Longbows (actual longbows) don’t make much sense for an ARPG, as IRL they’re essentially man-portable light artillery with arrows that can go clean through a horse. I assume you mean the more compact recurve-style bow, which offers very few advantages compared to the crossbow. There’s a really, really good reason the crossbow was considered a massive upgrade and was so much nastier than the recurve bow and its permutations that many nobles and even a Pope condemned them as horrible unfair killing machines. Multiple reasons, actually. I can list them if you’d like.

Aren’t these the fairy tales the Brits use to scare the foreigners with, a way to make their short pickles look like larger?

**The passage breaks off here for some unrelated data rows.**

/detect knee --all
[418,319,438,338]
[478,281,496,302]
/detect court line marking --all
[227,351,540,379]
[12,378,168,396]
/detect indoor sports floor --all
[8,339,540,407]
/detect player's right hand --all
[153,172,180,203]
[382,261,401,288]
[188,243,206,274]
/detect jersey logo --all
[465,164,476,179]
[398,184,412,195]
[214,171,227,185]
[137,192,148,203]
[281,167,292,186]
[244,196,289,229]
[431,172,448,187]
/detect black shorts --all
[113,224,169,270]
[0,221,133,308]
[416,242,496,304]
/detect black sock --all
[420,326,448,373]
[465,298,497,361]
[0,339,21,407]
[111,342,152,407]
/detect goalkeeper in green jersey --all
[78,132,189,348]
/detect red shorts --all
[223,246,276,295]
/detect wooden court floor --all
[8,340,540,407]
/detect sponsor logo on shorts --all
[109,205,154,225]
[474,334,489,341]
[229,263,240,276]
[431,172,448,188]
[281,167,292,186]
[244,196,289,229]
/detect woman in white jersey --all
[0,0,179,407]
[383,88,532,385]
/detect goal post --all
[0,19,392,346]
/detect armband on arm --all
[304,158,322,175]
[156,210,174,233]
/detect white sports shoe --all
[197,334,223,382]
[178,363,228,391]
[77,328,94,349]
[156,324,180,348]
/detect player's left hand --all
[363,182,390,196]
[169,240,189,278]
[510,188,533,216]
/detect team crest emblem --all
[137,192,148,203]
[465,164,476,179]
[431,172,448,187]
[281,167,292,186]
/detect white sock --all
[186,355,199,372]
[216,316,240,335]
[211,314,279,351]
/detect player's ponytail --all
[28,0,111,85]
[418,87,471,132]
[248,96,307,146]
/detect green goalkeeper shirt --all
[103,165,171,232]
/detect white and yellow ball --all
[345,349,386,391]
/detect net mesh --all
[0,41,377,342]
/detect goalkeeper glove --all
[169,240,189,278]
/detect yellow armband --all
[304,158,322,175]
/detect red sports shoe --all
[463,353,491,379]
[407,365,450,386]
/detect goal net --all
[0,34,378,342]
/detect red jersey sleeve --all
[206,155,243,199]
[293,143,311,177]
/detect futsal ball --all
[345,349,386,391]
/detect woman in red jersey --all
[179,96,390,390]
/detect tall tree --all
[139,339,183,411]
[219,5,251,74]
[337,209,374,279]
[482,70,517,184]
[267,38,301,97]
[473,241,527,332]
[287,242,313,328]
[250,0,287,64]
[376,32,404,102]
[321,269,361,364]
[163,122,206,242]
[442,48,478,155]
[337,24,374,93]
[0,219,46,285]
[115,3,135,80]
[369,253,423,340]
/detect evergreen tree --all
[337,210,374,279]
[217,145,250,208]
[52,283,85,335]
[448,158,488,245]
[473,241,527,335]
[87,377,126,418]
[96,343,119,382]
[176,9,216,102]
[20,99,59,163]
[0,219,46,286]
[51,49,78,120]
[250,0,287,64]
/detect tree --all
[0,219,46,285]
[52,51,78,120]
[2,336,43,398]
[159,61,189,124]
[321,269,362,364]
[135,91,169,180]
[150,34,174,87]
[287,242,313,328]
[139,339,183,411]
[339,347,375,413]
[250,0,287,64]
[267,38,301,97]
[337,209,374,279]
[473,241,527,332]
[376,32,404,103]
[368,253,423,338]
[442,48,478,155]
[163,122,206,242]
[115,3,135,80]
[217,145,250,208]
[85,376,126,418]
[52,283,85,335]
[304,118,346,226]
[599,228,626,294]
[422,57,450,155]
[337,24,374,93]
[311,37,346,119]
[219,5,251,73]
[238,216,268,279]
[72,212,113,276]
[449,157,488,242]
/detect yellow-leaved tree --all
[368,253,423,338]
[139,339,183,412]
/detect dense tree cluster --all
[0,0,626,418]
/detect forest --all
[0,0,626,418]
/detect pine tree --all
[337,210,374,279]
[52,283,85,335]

Longbow arrows are substantially larger than an arrow for a recurve bow. Not quite a spear or ballista bolt, but they’re pretty long (and the draw length for a longbow is by necessity large - they used special hooked thumbrings to make a proper longbow draw a bit easier). With a bodkin tip I could see a longbow arrow going through a horse (assuming it wasn’t stopped by bone). Proper longbows would be terribly clumsy in the kind of situation Grim Dawn puts you in, too, though the definition of “longbow” varies by where in Europe you are supposedly. English longbow staves were taller than most men at the time (in the neighborhood of 6 feet).

As for fairy tales, there were some circulating about many medieval weapons and armors, to be sure.

Fortunately, all of the horses in Grim Dawn are dead - at least one of them recently - so the absence of longbows to kill them with isn’t a total disaster.

Now, about this bit where you can efficiently swing metal hammers with heads the size of a human torso…

Oh, you were serious.

English longbowmen had the advantage to be the first known well organized light infantry in the middle ages able to strictly obey commands and maneuver on demand, hence the legends around them.
Also Crecy and Poitiers, won by positional advantages and advanced tactics, later used to create the tale of the super bow.
Not that they were superhumans, nor their weapon was a kind of a wunderwaffe.

It’s just a bow, with a slightly heavier draw than majority of recurve bows.
It wasn’t even able to penetrate the quality plate armor, if not fired from point blank, what to speak about going through horses…Often armored as well.
On a side note, there were special “horse arrows” for a reason, and they had nothing in common with bodkin. In addition, bodkin is mostly ineffective against plate armor. Brits used completely different tips, as they proved to be the best penetrators.

Well, point taken. Realism is clearly not the most important thing here. But flavor-wise it seems to me that bows would fit in about as well as atlatls. And the argument about having to make entirely new animations is a pretty solid one.

  1. Bodkin is only really suitable against mail and lesser armors, yes. Plate armor was expensive, and if you saw someone wearing a lot of plate armor (and on a horse wearing such armor) there was a good chance you were better off taking them alive if possible and ransoming the rich bastard back. The mooks wore various sorts of cheaper mail (though good mail could get as costly as plate), jacks and gambesons and such. (Quilted gambesons are actually better than most “leather” garb at protecting the wearer, it turns out.)
  2. I’ve drawn 3 different types of bow: a modern recurve, a compound bow, and a longbow. The longbow was the hardest. The recurve came second in difficulty. The compound was almost effortless and much easier to aim. How much of the difference between the longbow and the recurve was ergonomics I don’t know, but it FELT like a lot more work.
  3. I was actually under the impression that bodkin arrows were enormously widespread in use for militaries because they’re cheaper/simpler to make than most other heads and that pretty much EVERYONE used them.
  4. It didn’t need to be a wonder weapon, it needed to work and it did.